Simon Dawlat

Simon Dawlat is a French entrepreneur born in Paris in 1984. After a stay in Silicon Valley, he founded AppGratis in 2009. After Apple discontinued the application, the company developed Batch.com, a company specialized in mobile CRM and push notifications in 2018.
Childhood, training and first entrepreneurial experiences
Simon studied for a Bachelor of Arts degree in Modern Letters at the Sorbonne. In parallel, he worked as a freelancer for various European start-ups . In 2007, he left for an internship in the Silicon Valley. He stayed there for 2 years, working for CreativeFeed and then Sonim Technologies. In 2008, Simon, who was already developing applications, saw Apple's App Store as a future opportunity. He created then a company to develop mobile games.
The creation of AppGratis
Back in France in 2009, Simon launched "AppGratis", a daily newsletter dedicated to mobile applications. By the end of 2009, more than 20,000 people had subscribed and the model evolved into a medium that could now be used in various media (newsletter, mobile application, website).

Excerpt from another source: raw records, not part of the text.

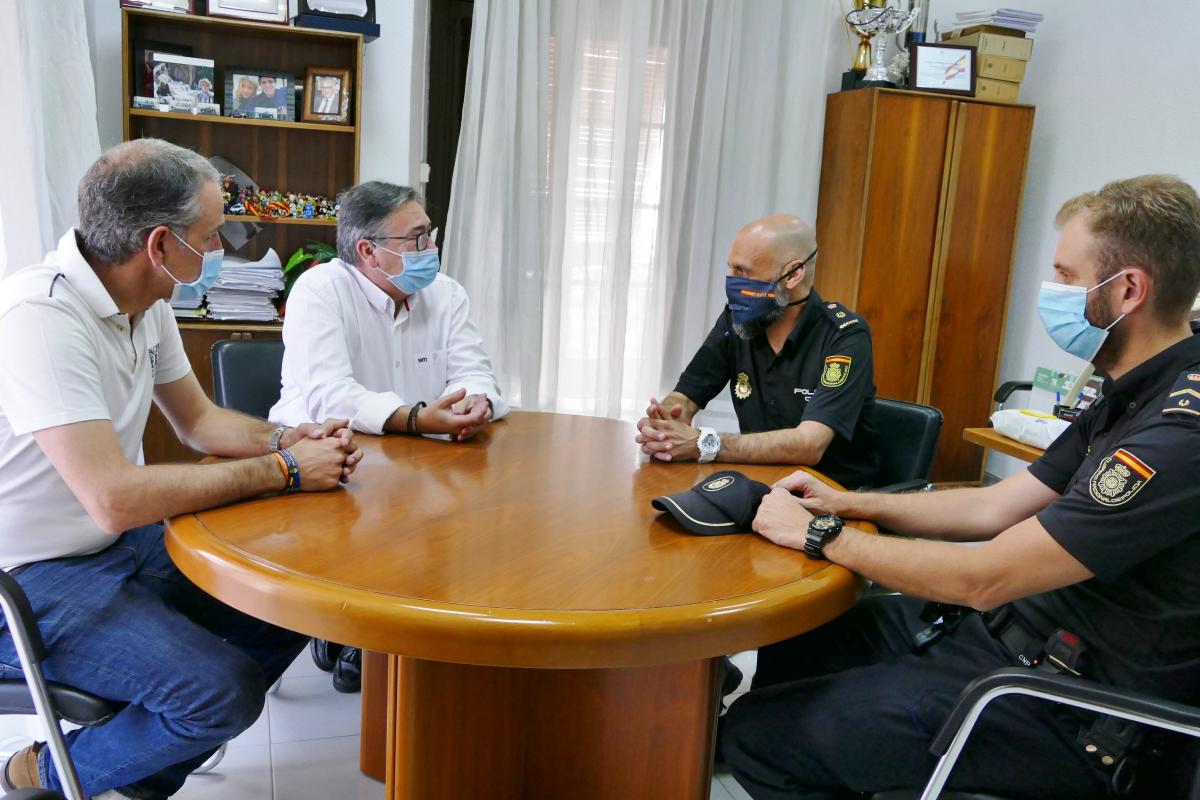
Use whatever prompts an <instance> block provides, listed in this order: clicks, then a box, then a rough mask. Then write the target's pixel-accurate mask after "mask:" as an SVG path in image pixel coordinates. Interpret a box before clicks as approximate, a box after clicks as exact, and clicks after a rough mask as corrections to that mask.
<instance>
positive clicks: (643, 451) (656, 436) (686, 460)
mask: <svg viewBox="0 0 1200 800" xmlns="http://www.w3.org/2000/svg"><path fill="white" fill-rule="evenodd" d="M682 414H683V407H680V405H672V407H671V408H667V407H665V405H662V404H661V403H659V402H658V401H656V399H654V398H653V397H652V398H650V405H649V407H648V408H647V409H646V416H644V417H642V419H641V420H638V421H637V435H636V437H634V441H636V443H637V444H640V445H642V452H643V453H646V455H647V456H649V457H650V458H656V459H659V461H692V459H695V458H698V457H700V447H698V446H697V444H696V443H697V441H698V440H700V431H697V429H696V428H694V427H691V426H690V425H686V423H684V422H680V421H679V416H680V415H682Z"/></svg>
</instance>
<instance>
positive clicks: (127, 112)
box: [121, 8, 362, 463]
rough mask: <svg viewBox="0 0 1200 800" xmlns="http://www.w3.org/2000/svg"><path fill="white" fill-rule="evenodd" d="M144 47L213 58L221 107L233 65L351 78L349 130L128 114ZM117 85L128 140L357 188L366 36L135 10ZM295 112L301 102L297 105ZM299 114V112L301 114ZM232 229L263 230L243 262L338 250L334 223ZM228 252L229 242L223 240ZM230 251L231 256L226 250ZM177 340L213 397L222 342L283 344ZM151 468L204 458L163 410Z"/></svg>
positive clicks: (283, 225) (274, 174)
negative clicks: (188, 152) (163, 464)
mask: <svg viewBox="0 0 1200 800" xmlns="http://www.w3.org/2000/svg"><path fill="white" fill-rule="evenodd" d="M138 43H146V44H150V46H152V47H155V48H160V49H162V50H164V52H170V46H172V44H175V46H179V47H182V48H187V49H188V50H190V53H191V55H193V56H198V58H205V59H212V61H214V62H215V64H214V73H215V74H214V78H215V80H214V84H215V85H214V90H215V94H216V95H217V96H218V97H220V103H221V110H222V113H227V110H228V109H227V108H226V103H224V82H226V73H227V71H228V70H229V68H230V67H245V68H247V70H253V68H258V70H270V71H277V72H286V73H289V74H292V77H293V79H294V80H295V83H296V84H298V85H299V84H302V83H304V79H305V71H306V68H307V67H310V66H319V67H334V68H341V70H348V71H349V73H350V76H352V79H353V82H354V85H353V86H352V97H350V109H349V120H348V125H334V124H322V122H302V121H299V120H298V121H282V120H254V119H245V118H233V116H210V115H203V114H178V113H170V112H158V110H154V109H143V108H132V106H133V96H134V95H138V94H142V91H140V86H142V85H143V83H142V82H143V76H144V72H143V71H144V66H143V65H140V64H134V53H136V49H137V44H138ZM121 65H122V66H121V71H122V77H121V84H122V89H124V91H122V100H124V103H125V113H124V136H125V139H126V140H130V139H138V138H143V137H157V138H161V139H167V140H169V142H174V143H175V144H179V145H182V146H185V148H191V149H192V150H196V151H197V152H199V154H200V155H203V156H222V157H223V158H226V160H228V161H229V162H232V163H233V164H235V166H238V167H239V168H240V169H241V170H242V172H245V173H246V174H247V175H250V176H251V179H253V180H254V181H256V182H257V184H258V185H259V186H260V187H262V188H264V190H276V191H280V192H284V193H287V192H296V193H302V194H322V196H324V197H329V198H334V197H336V196H337V194H338V193H340V192H342V191H344V190H347V188H349V187H350V186H354V185H355V184H356V182H358V181H359V145H360V137H361V124H360V116H359V108H360V100H361V95H362V37H361V36H359V35H358V34H342V32H336V31H325V30H313V29H307V28H292V26H283V25H264V24H260V23H244V22H238V20H232V19H217V18H211V17H197V16H190V14H170V13H161V12H155V11H142V10H137V8H124V10H122V11H121ZM298 106H299V103H298ZM299 114H300V112H299V110H298V112H296V115H298V116H299ZM226 221H228V222H230V223H235V222H256V223H260V224H262V225H263V229H262V230H260V231H259V233H258V234H257V235H256V236H253V237H252V239H251V240H250V241H248V242H247V243H246V245H245V246H244V247H242V248H241V249H240V251H238V254H239V255H242V257H245V258H250V259H257V258H260V257H262V255H263V254H264V253H265V252H266V248H268V247H271V248H274V249H275V252H276V253H278V255H280V259H281V260H282V261H284V263H287V260H288V257H289V255H290V254H292V253H293V252H294V251H295V249H296V248H298V247H300V246H302V245H304V243H305V242H307V241H310V240H316V241H322V242H325V243H329V245H332V243H334V242H335V237H336V233H337V223H336V222H335V221H332V219H304V218H293V217H256V216H248V215H227V216H226ZM226 246H227V248H228V242H226ZM229 252H233V251H232V249H229ZM180 333H181V336H182V338H184V348H185V350H186V351H187V355H188V360H190V361H191V362H192V369H193V372H194V373H196V377H197V379H199V381H200V385H202V386H203V387H204V390H205V391H211V386H212V367H211V362H210V359H209V349H210V348H211V347H212V344H214V343H215V342H217V341H220V339H229V338H235V339H236V338H278V337H280V325H278V324H263V323H250V321H247V323H238V321H221V323H216V321H211V320H184V319H181V320H180ZM143 449H144V452H145V458H146V463H162V462H194V461H196V459H197V458H198V457H199V455H198V453H196V452H193V451H191V450H188V449H186V447H184V445H181V444H180V443H179V440H178V439H176V437H175V434H174V432H173V431H172V428H170V426H169V425H168V423H167V421H166V420H164V419H163V417H162V415H161V414H160V413H158V411H157V409H155V408H152V409H151V413H150V420H149V422H148V425H146V432H145V435H144V437H143Z"/></svg>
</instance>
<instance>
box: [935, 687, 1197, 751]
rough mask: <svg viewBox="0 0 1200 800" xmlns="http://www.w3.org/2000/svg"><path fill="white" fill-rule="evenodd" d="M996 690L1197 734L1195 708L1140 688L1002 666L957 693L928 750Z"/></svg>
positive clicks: (977, 707) (936, 743) (950, 742)
mask: <svg viewBox="0 0 1200 800" xmlns="http://www.w3.org/2000/svg"><path fill="white" fill-rule="evenodd" d="M1001 694H1028V696H1031V697H1040V698H1043V699H1049V700H1055V702H1057V703H1066V704H1067V705H1074V706H1076V708H1082V709H1087V710H1091V711H1097V712H1099V714H1112V715H1114V716H1120V717H1123V718H1126V720H1133V721H1135V722H1142V723H1145V724H1150V726H1153V727H1156V728H1165V729H1168V730H1176V732H1178V733H1184V734H1188V735H1192V736H1200V709H1198V708H1195V706H1192V705H1184V704H1182V703H1174V702H1171V700H1163V699H1159V698H1157V697H1151V696H1150V694H1144V693H1141V692H1133V691H1129V690H1123V688H1115V687H1112V686H1105V685H1103V684H1097V682H1096V681H1091V680H1084V679H1081V678H1069V676H1067V675H1055V674H1050V673H1046V672H1042V670H1038V669H1026V668H1024V667H1008V668H1006V669H997V670H996V672H992V673H989V674H986V675H983V676H982V678H977V679H974V680H973V681H971V684H968V685H967V687H966V688H964V690H962V693H961V694H960V696H959V700H958V703H955V704H954V708H953V709H952V710H950V714H949V716H948V717H946V722H944V723H943V724H942V729H941V730H940V732H938V733H937V736H936V738H935V739H934V744H932V745H931V746H930V748H929V750H930V752H932V753H934V754H935V756H944V754H946V752H947V751H948V750H949V748H950V744H952V742H953V741H954V738H955V735H956V734H958V733H959V729H960V728H961V727H962V724H964V723H965V722H966V721H967V717H968V716H970V715H971V714H972V712H973V711H976V710H977V708H978V710H979V711H982V710H983V709H982V706H983V705H985V704H986V703H988V702H989V700H990V699H992V698H995V697H998V696H1001Z"/></svg>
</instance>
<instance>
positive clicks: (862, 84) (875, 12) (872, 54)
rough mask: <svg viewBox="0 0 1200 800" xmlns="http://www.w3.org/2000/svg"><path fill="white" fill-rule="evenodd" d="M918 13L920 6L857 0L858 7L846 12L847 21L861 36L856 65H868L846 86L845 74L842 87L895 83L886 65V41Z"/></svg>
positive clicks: (886, 43) (856, 54)
mask: <svg viewBox="0 0 1200 800" xmlns="http://www.w3.org/2000/svg"><path fill="white" fill-rule="evenodd" d="M919 13H920V6H919V5H913V6H912V7H911V8H910V10H908V11H901V10H900V8H895V7H892V6H888V4H887V0H865V2H864V1H863V0H856V8H854V10H853V11H851V12H850V13H848V14H846V23H847V24H848V25H850V26H852V28H853V29H854V32H857V34H858V36H859V38H860V42H859V44H858V53H857V54H856V56H854V67H853V68H854V70H860V68H865V70H866V72H865V74H863V76H862V80H857V82H856V83H854V85H853V86H846V85H845V84H846V78H845V76H842V89H847V88H858V86H892V85H894V82H893V80H892V78H890V76H889V74H888V70H887V67H886V66H884V64H883V54H884V53H886V52H887V49H888V43H887V40H888V38H890V37H893V36H895V35H896V34H900V32H904V31H905V30H907V29H908V26H910V25H912V24H913V23H914V22H916V20H917V14H919ZM863 65H865V66H863Z"/></svg>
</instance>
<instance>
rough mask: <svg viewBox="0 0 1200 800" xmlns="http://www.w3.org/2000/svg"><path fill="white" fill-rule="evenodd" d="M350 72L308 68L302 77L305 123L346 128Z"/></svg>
mask: <svg viewBox="0 0 1200 800" xmlns="http://www.w3.org/2000/svg"><path fill="white" fill-rule="evenodd" d="M353 90H354V88H353V86H352V85H350V71H349V70H343V68H341V67H308V68H307V70H305V78H304V108H302V112H301V115H300V119H302V120H304V121H305V122H332V124H335V125H348V124H349V120H350V94H352V92H353Z"/></svg>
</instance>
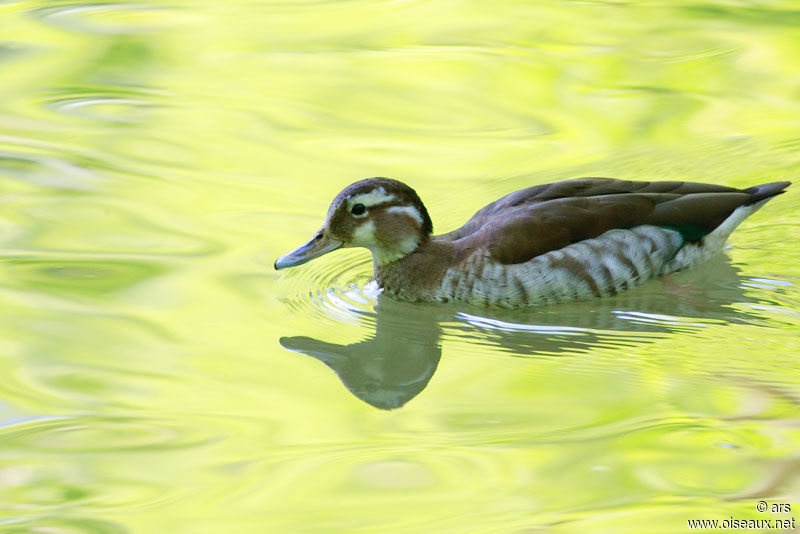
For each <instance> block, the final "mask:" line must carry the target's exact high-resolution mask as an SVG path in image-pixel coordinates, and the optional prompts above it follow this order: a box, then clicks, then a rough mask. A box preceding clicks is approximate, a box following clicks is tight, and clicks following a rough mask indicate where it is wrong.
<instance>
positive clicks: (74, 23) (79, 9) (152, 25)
mask: <svg viewBox="0 0 800 534" xmlns="http://www.w3.org/2000/svg"><path fill="white" fill-rule="evenodd" d="M164 11H165V8H163V7H156V6H150V5H145V4H113V3H109V4H72V5H63V6H55V7H45V8H38V9H34V10H33V11H32V14H34V15H35V16H36V17H38V18H40V19H41V20H43V21H44V22H47V23H48V24H52V25H53V26H57V27H59V28H64V29H67V30H73V31H79V32H86V33H92V34H101V35H114V34H136V33H144V32H149V31H152V30H155V29H157V28H159V27H160V26H161V24H160V20H161V18H162V17H161V13H162V12H164Z"/></svg>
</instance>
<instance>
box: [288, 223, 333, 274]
mask: <svg viewBox="0 0 800 534" xmlns="http://www.w3.org/2000/svg"><path fill="white" fill-rule="evenodd" d="M341 246H342V242H341V241H337V240H335V239H330V238H329V237H328V236H326V235H325V234H324V233H323V232H322V231H319V232H318V233H317V235H315V236H314V237H312V238H311V241H309V242H308V243H306V244H305V245H303V246H302V247H298V248H296V249H294V250H293V251H291V252H289V253H288V254H284V255H283V256H281V257H280V258H278V259H277V260H275V270H278V271H279V270H281V269H286V268H287V267H295V266H297V265H302V264H304V263H305V262H307V261H311V260H313V259H314V258H319V257H320V256H322V255H323V254H327V253H328V252H331V251H333V250H336V249H337V248H340V247H341Z"/></svg>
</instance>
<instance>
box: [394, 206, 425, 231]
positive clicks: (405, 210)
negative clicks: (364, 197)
mask: <svg viewBox="0 0 800 534" xmlns="http://www.w3.org/2000/svg"><path fill="white" fill-rule="evenodd" d="M386 212H387V213H405V214H406V215H408V216H409V217H411V218H412V219H414V220H415V221H417V223H418V224H419V225H420V226H422V215H420V214H419V210H418V209H417V208H415V207H414V206H392V207H391V208H386Z"/></svg>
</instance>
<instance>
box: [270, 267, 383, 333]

In 2012, the AppGratis app that had been downloaded more than 50 million times was available in 30 countries and 12 languages. The company employed nearly 100 people of 12 different nationalities in Paris. It received a financial support of €10 million in December 2012 from Iris Capital and Orange Publicis Ventures.
From AppGratis to Batch.com
In April 2013, Apple deregistered the AppGratis application from its App Store, signing a decline phase for the startup followed by a "pivot" towards a new project, Batch.com from 2014. The AppGratis service was definitively closed 4 years later, in February 2017.
In 2018 the "pivot" to Batch was successful. Within a few months, the company returned to a high level of profitability. It now distributes its technology in more than 15 countries and employs 40 people for more than 50 billion push notifications sent each year and counts among its customers nearly 1/3 of the CAC40 and thousands of major accounts and startups such as Société Générale, BNP, AXA, EDF, L'Oréal, Les Echos, Le Parisien, France 24, L'Express, Axel Springer, Chauffeur-Privé, Cityscoot or Vestiaire Collective.